Pour la Bataille de Verdun, je voudrais plutôt évoquer le colonel Émile Driant. Il se trouve qu’il y a une rue du Colonel-Driant juste en face de la Banque de la France dans le 1er arrondissement à Paris et cela m’avait frappé car je connaissais aussi la place du Colonel-Driant à Nancy, pas loin de la cathédrale, au centre ville.
Un brillant militaire mais trop bavard
Né le 11 septembre 1855, Émile Driant fut un militaire particulièrement brillant et fut nommé chef de bataillon puis chef de corps. Gendre du général Georges Boulanger (il avait été sous ses ordres de 1884 à 1897, tant en Tunisie qu’au sein même du Ministère de la Guerre), il fut plusieurs fois sanctionné par l’armée pour ses prises de position publiques, sur le général Boulanger dont il a défendu la mémoire (après le suicide de celui-ci le 30 septembre 1891), sur l’histoire des fiches que le ministre du moment avait faites pour éviter de promouvoir les militaires catholiques, etc. si bien que dans l’impossibilité d’être promu, il a fini par démissionner de l’armée le 31 décembre 1905 (à 50 ans).
Un député défenseur de l’armée
Démarrant une carrière politique, Émile Driant fut élu député de Nancy en 1910 et réélu en 1914, membre du groupe parlementaire Action libérale populaire qu’il est difficile de rattacher à la partition politique actuelle. Il faisait partie de ces "catholiques sociaux" qui avaient rejoint la République sur les encouragements du pape Léon XIII, et sous la direction de personnalités comme Albert de Mun.
Ami de Paul Déroulède et de Maurice Barrès (ce dernier était lui aussi élu lorrain), Émile Driant fut l’un des plus ardents défenseurs de l’armée dans les débats parlementaires, en particulier lorsqu’il a fallu rallonger la durée du service militaire à trois ans (un texte qui fit beaucoup polémique à l’époque) et il s’opposa très fermement aux vues pacifistes d’Aristide Briand et de Jean Jaurès.
Un romancier à succès
Parallèlement à ses activités de militaire puis de député, sous le pseudonyme de Capitaine Danrit, il écrivit et publia, entre 1892 et 1913, une trentaine de romans d’anticipation qui ont connu beaucoup de succès où il racontait des voyages fantastiques, décrivait les progrès de la technique et proposait quelques idées de stratégie militaire (dont certaines ont eu l’allure prémonitoire, comme à propos de Pearl Harbor).
Son activité littéraire était un si grand succès (ses ouvrages étaient offerts lors de la distribution des prix dans les écoles) qu’en décembre 1915, il décida de postuler à l’Académie française, au fauteuil d’Albert de Mun (mort le 6 octobre 1914).

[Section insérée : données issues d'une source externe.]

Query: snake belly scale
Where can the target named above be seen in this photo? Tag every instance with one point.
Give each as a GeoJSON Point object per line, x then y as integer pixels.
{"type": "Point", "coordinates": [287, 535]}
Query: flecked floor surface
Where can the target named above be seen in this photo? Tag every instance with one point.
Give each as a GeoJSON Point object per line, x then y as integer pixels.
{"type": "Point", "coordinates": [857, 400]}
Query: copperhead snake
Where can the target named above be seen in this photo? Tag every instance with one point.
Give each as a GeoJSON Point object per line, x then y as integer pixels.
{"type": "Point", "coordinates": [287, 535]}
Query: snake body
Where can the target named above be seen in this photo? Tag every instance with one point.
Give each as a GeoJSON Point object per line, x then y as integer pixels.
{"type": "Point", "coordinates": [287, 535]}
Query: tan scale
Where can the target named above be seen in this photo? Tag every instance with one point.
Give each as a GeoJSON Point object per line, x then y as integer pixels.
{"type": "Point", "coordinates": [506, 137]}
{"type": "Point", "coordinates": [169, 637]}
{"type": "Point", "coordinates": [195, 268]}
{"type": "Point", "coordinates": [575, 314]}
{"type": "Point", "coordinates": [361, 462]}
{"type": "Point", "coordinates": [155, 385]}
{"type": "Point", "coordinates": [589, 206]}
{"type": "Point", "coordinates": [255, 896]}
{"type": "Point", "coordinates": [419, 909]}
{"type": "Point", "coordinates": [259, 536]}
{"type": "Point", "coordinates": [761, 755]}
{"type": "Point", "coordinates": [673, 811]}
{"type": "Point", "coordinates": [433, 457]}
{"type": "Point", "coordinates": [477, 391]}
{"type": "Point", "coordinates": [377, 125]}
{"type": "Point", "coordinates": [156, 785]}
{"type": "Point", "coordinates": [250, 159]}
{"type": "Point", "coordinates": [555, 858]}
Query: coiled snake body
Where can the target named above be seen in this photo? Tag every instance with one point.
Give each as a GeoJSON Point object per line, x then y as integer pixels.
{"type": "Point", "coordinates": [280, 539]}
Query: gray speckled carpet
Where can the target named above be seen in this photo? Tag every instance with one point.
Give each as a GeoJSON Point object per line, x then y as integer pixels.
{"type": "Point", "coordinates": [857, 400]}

Engagé volontaire pour la guerre
Malgré son âge avancé (58 ans) et ses fonctions parlementaires, le lieutenant-colonel Émile Driant voulut absolument reprendre du service après la déclaration de guerre et le 14 août 1914, il fut nommé commandant des 56e et 59e bataillons de chasseurs à pieds. Il s’est retrouvé à défendre Verdun en fin 1915 et avertit jusqu’au Président de la République Raymond Poincaré de la très grande insuffisance des moyens de défense dans sa zone.

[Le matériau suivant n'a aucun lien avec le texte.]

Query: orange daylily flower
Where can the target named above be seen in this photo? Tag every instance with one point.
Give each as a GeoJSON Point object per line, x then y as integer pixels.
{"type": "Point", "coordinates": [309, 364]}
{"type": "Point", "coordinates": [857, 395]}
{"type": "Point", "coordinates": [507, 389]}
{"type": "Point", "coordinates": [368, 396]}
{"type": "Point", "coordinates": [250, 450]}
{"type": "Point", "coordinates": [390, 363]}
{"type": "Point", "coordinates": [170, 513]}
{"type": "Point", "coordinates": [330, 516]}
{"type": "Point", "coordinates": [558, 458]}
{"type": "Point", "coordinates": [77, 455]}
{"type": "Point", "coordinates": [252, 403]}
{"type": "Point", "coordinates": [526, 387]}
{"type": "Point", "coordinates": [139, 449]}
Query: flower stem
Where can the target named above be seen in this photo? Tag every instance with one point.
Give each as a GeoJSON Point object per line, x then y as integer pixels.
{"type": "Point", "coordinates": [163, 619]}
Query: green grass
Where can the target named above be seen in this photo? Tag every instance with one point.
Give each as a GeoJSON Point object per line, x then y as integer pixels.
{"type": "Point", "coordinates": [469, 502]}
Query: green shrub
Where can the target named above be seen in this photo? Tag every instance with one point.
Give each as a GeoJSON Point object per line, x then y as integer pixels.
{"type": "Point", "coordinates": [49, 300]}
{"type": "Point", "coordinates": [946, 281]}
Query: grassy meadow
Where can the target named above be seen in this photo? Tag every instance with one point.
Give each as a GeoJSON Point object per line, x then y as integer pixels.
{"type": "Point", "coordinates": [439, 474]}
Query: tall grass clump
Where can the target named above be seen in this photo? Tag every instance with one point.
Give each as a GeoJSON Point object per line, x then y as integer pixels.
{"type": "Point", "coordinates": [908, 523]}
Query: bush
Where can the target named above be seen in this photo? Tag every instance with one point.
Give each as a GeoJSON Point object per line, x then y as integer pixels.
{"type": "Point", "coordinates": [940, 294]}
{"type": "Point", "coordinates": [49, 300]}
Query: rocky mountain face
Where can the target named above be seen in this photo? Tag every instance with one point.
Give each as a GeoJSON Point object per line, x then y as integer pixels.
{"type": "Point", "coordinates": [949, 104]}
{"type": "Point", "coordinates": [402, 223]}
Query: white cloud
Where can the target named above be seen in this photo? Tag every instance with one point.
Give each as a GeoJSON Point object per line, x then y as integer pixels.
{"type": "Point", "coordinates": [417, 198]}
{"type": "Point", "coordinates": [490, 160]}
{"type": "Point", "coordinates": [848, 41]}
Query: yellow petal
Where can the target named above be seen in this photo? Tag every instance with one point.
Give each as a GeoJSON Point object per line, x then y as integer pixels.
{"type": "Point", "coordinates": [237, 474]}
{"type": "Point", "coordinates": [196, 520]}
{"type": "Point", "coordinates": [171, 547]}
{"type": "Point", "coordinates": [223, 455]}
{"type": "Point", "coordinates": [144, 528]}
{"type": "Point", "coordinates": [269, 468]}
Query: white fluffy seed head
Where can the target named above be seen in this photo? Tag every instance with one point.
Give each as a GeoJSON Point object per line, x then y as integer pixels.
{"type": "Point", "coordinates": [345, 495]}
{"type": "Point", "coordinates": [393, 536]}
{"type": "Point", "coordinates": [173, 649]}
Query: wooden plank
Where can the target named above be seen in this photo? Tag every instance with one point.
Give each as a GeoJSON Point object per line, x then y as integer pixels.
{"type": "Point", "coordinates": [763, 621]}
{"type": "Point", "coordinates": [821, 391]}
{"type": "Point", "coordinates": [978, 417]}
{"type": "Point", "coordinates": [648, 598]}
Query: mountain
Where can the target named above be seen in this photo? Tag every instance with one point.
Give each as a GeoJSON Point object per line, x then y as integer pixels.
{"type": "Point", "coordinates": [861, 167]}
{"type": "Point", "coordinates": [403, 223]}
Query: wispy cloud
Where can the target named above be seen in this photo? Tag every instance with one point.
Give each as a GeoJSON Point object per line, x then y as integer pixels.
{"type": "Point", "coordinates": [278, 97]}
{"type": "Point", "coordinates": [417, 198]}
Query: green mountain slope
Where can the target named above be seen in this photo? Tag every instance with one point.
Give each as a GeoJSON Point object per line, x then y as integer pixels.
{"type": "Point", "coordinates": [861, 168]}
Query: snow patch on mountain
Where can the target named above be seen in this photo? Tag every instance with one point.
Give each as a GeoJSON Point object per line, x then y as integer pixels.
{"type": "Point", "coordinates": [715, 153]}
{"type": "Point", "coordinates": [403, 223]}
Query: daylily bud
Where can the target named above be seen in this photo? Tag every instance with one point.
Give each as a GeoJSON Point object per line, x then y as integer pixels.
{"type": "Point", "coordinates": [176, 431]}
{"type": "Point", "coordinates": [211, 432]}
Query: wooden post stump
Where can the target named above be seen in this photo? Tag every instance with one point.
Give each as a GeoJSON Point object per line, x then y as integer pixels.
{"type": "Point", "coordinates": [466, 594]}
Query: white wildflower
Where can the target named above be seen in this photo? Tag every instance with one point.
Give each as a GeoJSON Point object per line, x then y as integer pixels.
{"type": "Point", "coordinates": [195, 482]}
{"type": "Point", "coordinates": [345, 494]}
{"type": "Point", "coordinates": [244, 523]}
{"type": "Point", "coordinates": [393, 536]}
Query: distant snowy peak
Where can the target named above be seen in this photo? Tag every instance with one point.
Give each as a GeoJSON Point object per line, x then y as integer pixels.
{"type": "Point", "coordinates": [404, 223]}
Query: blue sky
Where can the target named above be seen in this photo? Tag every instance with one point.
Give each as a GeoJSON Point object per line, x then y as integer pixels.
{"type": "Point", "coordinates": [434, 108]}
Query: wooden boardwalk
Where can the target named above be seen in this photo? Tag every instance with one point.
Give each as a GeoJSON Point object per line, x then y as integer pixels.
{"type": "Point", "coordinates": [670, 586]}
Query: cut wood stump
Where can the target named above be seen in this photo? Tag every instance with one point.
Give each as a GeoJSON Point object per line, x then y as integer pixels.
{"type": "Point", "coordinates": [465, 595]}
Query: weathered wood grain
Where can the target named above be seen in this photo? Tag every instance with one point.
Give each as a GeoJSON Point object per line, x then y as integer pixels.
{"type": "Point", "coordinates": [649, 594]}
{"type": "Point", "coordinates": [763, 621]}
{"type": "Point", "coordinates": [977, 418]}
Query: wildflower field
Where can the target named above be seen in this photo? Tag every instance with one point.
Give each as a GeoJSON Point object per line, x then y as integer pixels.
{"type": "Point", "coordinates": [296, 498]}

Le Ministre de la Défense de l’époque (du 29 octobre 1915 au 16 mars 1916), le général Joseph Gallieni, qui soutenait la requête d’Émile Driant, fut désavoué par le Président du Conseil Aristide Briand, et a finalement dû démissionner tandis que le général Joseph Joffre fut confirmé dans sa stratégie de désarmer la Meuse pour préparer la Bataille de la Somme (qui a eu lieu du 1er juillet 1916 au 18 novembre 1916 et coûta aussi très cher en vies humaines, près de 450 000 morts !). Joseph Joffre était le généralissime commandant en chef des opérations du 2 août 1914 au 26 décembre 1916, avait beaucoup d’influence auprès des politiques et, agacé, était prêt à arrêter Émile Driant pour son intervention auprès du gouvernement.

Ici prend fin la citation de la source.